Outperforming the market

BAE Systems shares are up 77% in two years. That’s phenomenal growth for a £26bn company. So an investment of £500 two years ago would be worth around £890 today.

That’s definitely more of a return than I expected. I could also add a dividend to that which would be worth around £50, given the dividend yield would have been closer to 4% at the time of purchase.

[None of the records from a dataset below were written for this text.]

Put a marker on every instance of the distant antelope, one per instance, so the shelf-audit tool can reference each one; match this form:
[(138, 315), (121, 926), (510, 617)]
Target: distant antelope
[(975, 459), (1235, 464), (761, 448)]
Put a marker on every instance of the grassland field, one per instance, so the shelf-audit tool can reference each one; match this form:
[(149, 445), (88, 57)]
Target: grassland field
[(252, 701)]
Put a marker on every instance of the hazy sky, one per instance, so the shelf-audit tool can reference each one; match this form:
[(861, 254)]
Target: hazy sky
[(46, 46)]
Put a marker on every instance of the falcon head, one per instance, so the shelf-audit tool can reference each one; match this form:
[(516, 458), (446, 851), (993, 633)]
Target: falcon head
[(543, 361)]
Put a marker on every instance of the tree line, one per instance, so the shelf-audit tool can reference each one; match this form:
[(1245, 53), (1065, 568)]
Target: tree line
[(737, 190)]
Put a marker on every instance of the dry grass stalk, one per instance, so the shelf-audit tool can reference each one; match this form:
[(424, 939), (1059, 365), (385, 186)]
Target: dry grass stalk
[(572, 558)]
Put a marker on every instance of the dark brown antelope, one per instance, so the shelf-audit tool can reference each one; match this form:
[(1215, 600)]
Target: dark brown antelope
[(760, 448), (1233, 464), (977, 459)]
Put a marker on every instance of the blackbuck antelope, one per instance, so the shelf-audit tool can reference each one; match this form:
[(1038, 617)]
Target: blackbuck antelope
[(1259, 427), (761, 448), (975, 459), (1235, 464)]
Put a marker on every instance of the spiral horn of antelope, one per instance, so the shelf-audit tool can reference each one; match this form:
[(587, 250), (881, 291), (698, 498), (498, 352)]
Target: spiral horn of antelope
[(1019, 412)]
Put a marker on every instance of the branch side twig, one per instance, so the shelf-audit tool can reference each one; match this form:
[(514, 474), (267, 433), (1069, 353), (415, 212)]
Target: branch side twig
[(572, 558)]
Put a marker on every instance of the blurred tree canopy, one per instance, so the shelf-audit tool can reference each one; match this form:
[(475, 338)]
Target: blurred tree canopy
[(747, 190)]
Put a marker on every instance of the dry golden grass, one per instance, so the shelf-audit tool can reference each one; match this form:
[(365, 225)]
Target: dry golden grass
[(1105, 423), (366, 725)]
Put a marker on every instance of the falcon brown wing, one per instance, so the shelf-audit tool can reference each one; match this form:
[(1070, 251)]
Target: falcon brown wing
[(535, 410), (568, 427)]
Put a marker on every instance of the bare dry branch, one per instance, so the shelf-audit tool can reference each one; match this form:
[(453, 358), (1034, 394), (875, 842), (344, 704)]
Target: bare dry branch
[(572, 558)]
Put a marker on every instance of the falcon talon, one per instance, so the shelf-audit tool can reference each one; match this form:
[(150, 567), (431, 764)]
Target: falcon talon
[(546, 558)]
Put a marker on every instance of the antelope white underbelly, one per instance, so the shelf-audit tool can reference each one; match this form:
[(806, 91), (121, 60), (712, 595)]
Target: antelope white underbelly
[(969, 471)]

During this time, the FTSE 100 up around 20% – which is impressive, but has risen from a low starting point. So clearly BAE has outperformed the index by a long way.

What is behind the waves?

In an update at the end of 2022, the company said that a weaker pound would provide a tailwind to its reported annual earnings and sales, adding that it expected to grow further in 2023 as “high threat environment“.

Barclays believes that the UK’s largest defense company can report double earnings per share of 12%, compared to 2021, at 53.7p. Analysts at the bank suggested that the order book would grow by 45% to around £31bn.

Meanwhile, pre-tax earnings could be around £2.45bn, up from £2.2bn. Revenue is expected to reach £23bn, up from £19.5bn. These figures, if they come to fruition, demonstrate the material impact of the very pounds and increased defense spending.

A strong order book has been bolstered by commitments on defense spending in the UK and elsewhere around the world following Russia’s invasion of Ukraine. The opposition leader, Keir Starmer, has also committed to reloading the British military if Labor wins the next election.

Should I buy BAE Systems shares?

BAE Systems trades with a price-to-earnings (P/E) of 17 and a forward P/E of 15. That’s a little over the index average, but it generally shows confidence that the company will continue to grow in the next decade. , amid an increasingly threatening geopolitical environment.

If I was going to the fundamentals alone, I would buy this stock. But two things caught my attention. First of all, I don’t tend to buy stocks very quickly – they are up 42% in 12 months. And secondly, the share price is heavily influenced by geopolitical events – such as the US spaceflight purge.

Stock prices can jump or fall, more than other stocks, depending on government comments and narratives. And now, I don’t like it because it means that stocks can be removed from the underlying data.